Au début du mois de février, nous avons évoqué la proposition de législation européenne qui permettrait aux grands fournisseurs d’exiger que leurs distributeurs disposent de points de vente « en dur » dans lesquels les consommateurs pourraient se rendre.
eBay mène depuis plus d’un an une campagne sur cette question, Amazon a récemment publiquement rejoint ce combat. eBay a étudié le dernier avant-projet de législation : « L’orientation du texte général est très positive à l’égard du commerce électronique. (Mais) la demande concernant une obligation de présence physique, d’avoir des points de vente en dur, n’est pas cohérente avec cela», a déclaré à Reuters Tod Cohen, vice-président d’eBay. « Ceux qui désirent recourir à une discrimination par les prix auront un autre outil pour le faire », a-t-il ajouté.
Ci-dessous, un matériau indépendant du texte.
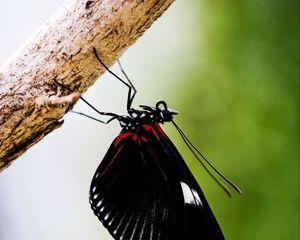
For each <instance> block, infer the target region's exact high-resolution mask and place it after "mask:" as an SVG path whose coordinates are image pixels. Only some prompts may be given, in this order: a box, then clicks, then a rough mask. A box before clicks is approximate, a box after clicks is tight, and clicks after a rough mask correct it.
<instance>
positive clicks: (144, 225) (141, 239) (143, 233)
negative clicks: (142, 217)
mask: <svg viewBox="0 0 300 240" xmlns="http://www.w3.org/2000/svg"><path fill="white" fill-rule="evenodd" d="M146 220H147V218H146V217H145V218H144V223H143V226H142V229H141V233H140V238H139V240H143V234H144V229H145V226H146Z"/></svg>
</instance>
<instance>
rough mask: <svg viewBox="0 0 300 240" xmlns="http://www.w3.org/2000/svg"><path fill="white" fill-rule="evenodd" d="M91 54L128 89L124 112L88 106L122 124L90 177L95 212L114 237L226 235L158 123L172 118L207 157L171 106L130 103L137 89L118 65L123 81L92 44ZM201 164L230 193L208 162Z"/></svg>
mask: <svg viewBox="0 0 300 240" xmlns="http://www.w3.org/2000/svg"><path fill="white" fill-rule="evenodd" d="M94 53H95V55H96V57H97V59H98V60H99V62H100V63H101V64H102V66H103V67H105V68H106V70H108V71H109V72H110V73H111V74H112V75H114V76H115V77H116V78H117V79H118V80H120V81H121V82H122V83H124V84H125V85H126V86H127V87H128V88H129V92H128V99H127V110H128V115H126V116H122V115H117V114H114V113H106V112H100V111H98V110H96V109H95V108H93V107H92V108H93V109H94V110H96V111H97V112H98V113H100V114H101V115H106V116H110V117H111V118H110V119H109V120H108V121H107V122H105V123H109V122H110V121H112V120H114V119H116V120H118V121H119V122H120V124H121V127H122V131H121V133H120V135H119V136H117V137H116V138H115V140H114V141H113V143H112V144H111V146H110V148H109V149H108V151H107V153H106V155H105V157H104V159H103V160H102V162H101V163H100V165H99V167H98V168H97V170H96V173H95V175H94V177H93V180H92V182H91V187H90V196H89V197H90V204H91V207H92V209H93V211H94V214H95V215H96V216H97V217H98V219H99V220H100V221H101V222H102V224H103V225H104V226H105V227H106V228H107V229H108V231H109V233H110V234H111V235H112V236H113V238H114V239H118V240H221V239H224V236H223V234H222V231H221V229H220V227H219V225H218V223H217V221H216V219H215V217H214V215H213V213H212V211H211V209H210V207H209V205H208V202H207V200H206V199H205V196H204V194H203V192H202V191H201V189H200V187H199V185H198V183H197V181H196V180H195V178H194V177H193V175H192V173H191V172H190V170H189V168H188V167H187V165H186V164H185V162H184V160H183V158H182V157H181V155H180V154H179V152H178V150H177V149H176V147H175V146H174V144H173V143H172V142H171V140H170V139H169V138H168V136H167V135H166V134H165V133H164V131H163V130H162V129H161V127H160V126H159V124H160V123H164V122H172V123H173V124H174V126H175V127H176V129H177V130H178V132H179V133H180V135H181V137H182V138H183V140H184V141H185V143H186V144H187V146H188V147H189V148H190V150H191V151H192V153H193V154H194V155H195V156H196V158H197V159H198V160H199V161H200V162H201V160H200V157H202V158H203V159H204V160H205V161H207V160H206V159H205V158H204V156H203V155H202V154H201V153H200V152H199V151H198V150H197V148H195V147H194V145H193V144H192V143H191V142H190V141H189V140H188V138H187V137H186V136H185V135H184V133H183V132H182V131H181V129H180V128H179V127H178V126H177V125H176V123H175V122H174V121H173V115H175V114H177V112H175V111H173V110H171V109H169V108H168V107H167V104H166V103H165V102H164V101H159V102H158V103H157V104H156V106H155V107H149V106H144V105H141V106H140V107H141V109H140V110H137V109H133V108H131V103H132V101H133V98H134V96H135V94H136V90H135V88H134V86H133V85H132V83H131V81H130V80H129V78H128V77H127V75H126V74H125V72H124V71H123V69H122V67H121V66H120V67H121V71H122V72H123V74H124V76H125V77H126V79H127V82H125V81H124V80H122V79H121V78H119V77H118V76H117V75H116V74H114V73H113V72H111V71H110V70H109V69H108V68H107V67H106V66H105V64H104V63H103V62H102V60H101V59H100V58H99V56H98V54H97V51H96V50H95V49H94ZM132 91H133V93H132ZM82 100H83V101H85V100H84V99H83V98H82ZM85 102H86V101H85ZM86 103H87V102H86ZM87 104H89V103H87ZM89 105H90V104H89ZM80 114H82V113H80ZM82 115H85V114H82ZM85 116H87V115H85ZM88 117H89V116H88ZM91 118H92V117H91ZM96 120H97V119H96ZM97 121H100V122H103V121H101V120H97ZM199 155H200V157H199ZM207 163H208V164H209V165H210V166H211V167H212V168H213V169H214V170H215V171H216V172H217V173H218V174H219V175H220V176H221V177H223V176H222V175H221V174H220V173H219V172H218V171H217V170H216V169H215V168H214V167H213V166H212V165H211V164H210V163H209V162H208V161H207ZM201 164H202V165H203V166H204V167H205V169H206V170H207V171H208V173H209V174H210V175H211V176H212V177H213V178H214V179H215V180H216V181H217V183H218V184H220V185H221V187H222V188H223V189H224V190H225V191H226V192H227V193H229V194H230V192H229V190H228V189H227V188H226V186H225V185H223V184H222V183H221V182H220V181H219V180H218V179H217V178H216V177H215V176H214V175H212V174H211V173H210V171H209V170H208V168H207V167H206V165H204V164H203V162H201ZM223 178H224V177H223ZM224 179H225V180H226V181H227V182H228V183H229V184H230V185H231V186H232V187H234V188H235V189H236V190H237V191H239V189H238V188H237V187H236V186H235V185H234V184H233V183H231V182H229V180H227V179H226V178H224Z"/></svg>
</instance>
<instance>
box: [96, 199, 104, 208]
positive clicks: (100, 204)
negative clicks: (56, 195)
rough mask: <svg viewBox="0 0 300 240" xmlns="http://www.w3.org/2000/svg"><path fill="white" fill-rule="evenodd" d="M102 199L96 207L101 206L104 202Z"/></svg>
mask: <svg viewBox="0 0 300 240" xmlns="http://www.w3.org/2000/svg"><path fill="white" fill-rule="evenodd" d="M102 201H103V200H102V199H101V200H100V201H99V202H98V203H97V205H96V207H100V205H101V204H102Z"/></svg>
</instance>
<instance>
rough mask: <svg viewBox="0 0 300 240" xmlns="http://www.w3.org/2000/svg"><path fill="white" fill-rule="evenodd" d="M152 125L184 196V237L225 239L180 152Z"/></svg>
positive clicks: (156, 124)
mask: <svg viewBox="0 0 300 240" xmlns="http://www.w3.org/2000/svg"><path fill="white" fill-rule="evenodd" d="M153 127H154V129H155V132H156V134H157V138H158V139H159V141H160V142H161V144H162V146H163V147H164V148H165V151H166V152H167V153H168V156H169V158H168V159H169V161H170V163H169V164H173V165H175V168H176V170H175V171H176V173H177V174H178V176H179V181H180V184H181V189H182V193H183V197H184V216H185V223H184V224H185V226H186V239H188V240H196V239H217V240H222V239H225V238H224V236H223V233H222V231H221V228H220V226H219V224H218V222H217V220H216V219H215V217H214V215H213V212H212V210H211V209H210V207H209V205H208V202H207V200H206V198H205V196H204V194H203V192H202V190H201V188H200V187H199V185H198V183H197V181H196V179H195V178H194V176H193V174H192V173H191V171H190V170H189V168H188V166H187V165H186V163H185V161H184V160H183V159H182V157H181V155H180V153H179V152H178V150H177V149H176V147H175V146H174V144H173V143H172V141H171V140H170V139H169V138H168V136H167V135H166V134H165V133H164V131H163V130H162V129H161V127H160V126H159V125H158V124H154V126H153ZM196 236H197V237H196Z"/></svg>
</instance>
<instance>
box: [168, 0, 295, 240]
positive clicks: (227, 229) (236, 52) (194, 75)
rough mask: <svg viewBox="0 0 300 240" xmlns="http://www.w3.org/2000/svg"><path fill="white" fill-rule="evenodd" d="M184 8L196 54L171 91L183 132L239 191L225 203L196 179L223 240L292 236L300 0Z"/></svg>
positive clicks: (294, 176)
mask: <svg viewBox="0 0 300 240" xmlns="http://www.w3.org/2000/svg"><path fill="white" fill-rule="evenodd" d="M189 2H190V7H191V8H197V19H198V22H195V23H194V31H193V32H191V36H190V37H193V38H195V39H196V40H195V41H196V42H197V46H198V47H197V48H195V49H194V50H193V54H194V55H196V56H197V57H195V56H191V58H193V61H192V64H191V66H190V67H189V68H188V69H185V70H183V71H182V72H181V74H179V76H177V78H178V79H181V80H180V81H178V82H177V83H176V86H173V87H172V88H175V89H176V90H175V91H172V93H173V94H174V95H172V93H169V94H170V95H171V97H172V98H173V99H174V101H175V100H176V107H177V109H180V114H181V118H180V120H179V121H180V123H181V125H182V128H183V129H184V131H185V132H186V133H187V134H188V136H190V138H191V139H192V140H193V142H195V143H197V146H200V149H202V150H203V151H204V153H205V154H206V155H207V156H208V158H209V159H212V160H211V161H212V162H213V163H215V165H217V167H218V168H219V169H222V172H223V173H225V175H226V176H228V177H229V178H232V179H233V180H234V181H235V182H236V183H237V184H238V185H239V186H240V187H241V189H242V190H243V192H244V194H243V196H242V197H239V196H234V197H233V199H230V200H228V199H227V198H226V196H223V195H224V194H223V193H222V192H221V191H215V189H213V190H211V189H212V188H216V186H214V184H213V183H211V182H212V181H211V180H208V179H206V178H205V181H204V182H207V183H206V184H205V183H203V181H202V179H203V175H205V174H202V172H200V173H199V174H197V173H196V176H197V177H198V179H199V182H200V184H201V186H202V188H203V189H204V190H205V192H206V193H207V195H208V197H209V198H210V201H211V202H213V204H214V205H213V208H214V210H215V213H216V215H217V216H218V217H219V221H220V224H221V226H222V228H223V230H224V233H225V235H226V236H227V237H228V239H232V240H233V239H236V240H237V239H244V240H246V239H249V240H253V239H261V240H264V239H272V240H275V239H278V240H282V239H294V240H297V239H299V227H300V225H299V80H300V79H299V2H298V1H271V0H267V1H266V0H263V1H261V0H260V1H234V0H231V1H189ZM193 11H194V10H193ZM179 61H185V59H181V58H180V59H179ZM166 94H167V93H166ZM178 102H179V103H178ZM191 161H192V160H191ZM190 164H191V165H192V166H193V169H194V172H197V170H196V169H197V168H198V165H197V164H196V163H195V161H193V162H190ZM196 165H197V166H196Z"/></svg>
Il ne serait guère honnête de ne pas faire état d’un intérêt particulier pour la question – ce blog appartient et est financé par eBay. Mais en tant que journaliste indépendant, j’ai interviewé de nombreuses petites entreprises qui ont débuté en tant que « magasins » virtuels eBay. Il y avait celui qui vendait des poissons tropicaux. Celui qui créait et vendait des vêtements pour hommes. Ce sont des commerces tout à fait honorables, professionnels, dont certains ont maintenant des magasins en « dur » et d’autres pas, mais dont aucun n’aurait pu se lancer si la législation proposée aujourd’hui avait été en vigueur à l’époque. L’économie mondiale a suffisamment de problèmes comme ça, nous n’avons pas besoin d’étouffer les nouvelles entreprises dés leurs naissances.
Cette question est centrale dans celle du choix du consommateur. Si un consommateur préfère acheter à un magasin dans lequel il peut se rendre, très bien – c’est tout à fait autorisé. Si tel n’est pas le cas, la nouvelle réglementation ne devrait alors pas lui interdire de le faire.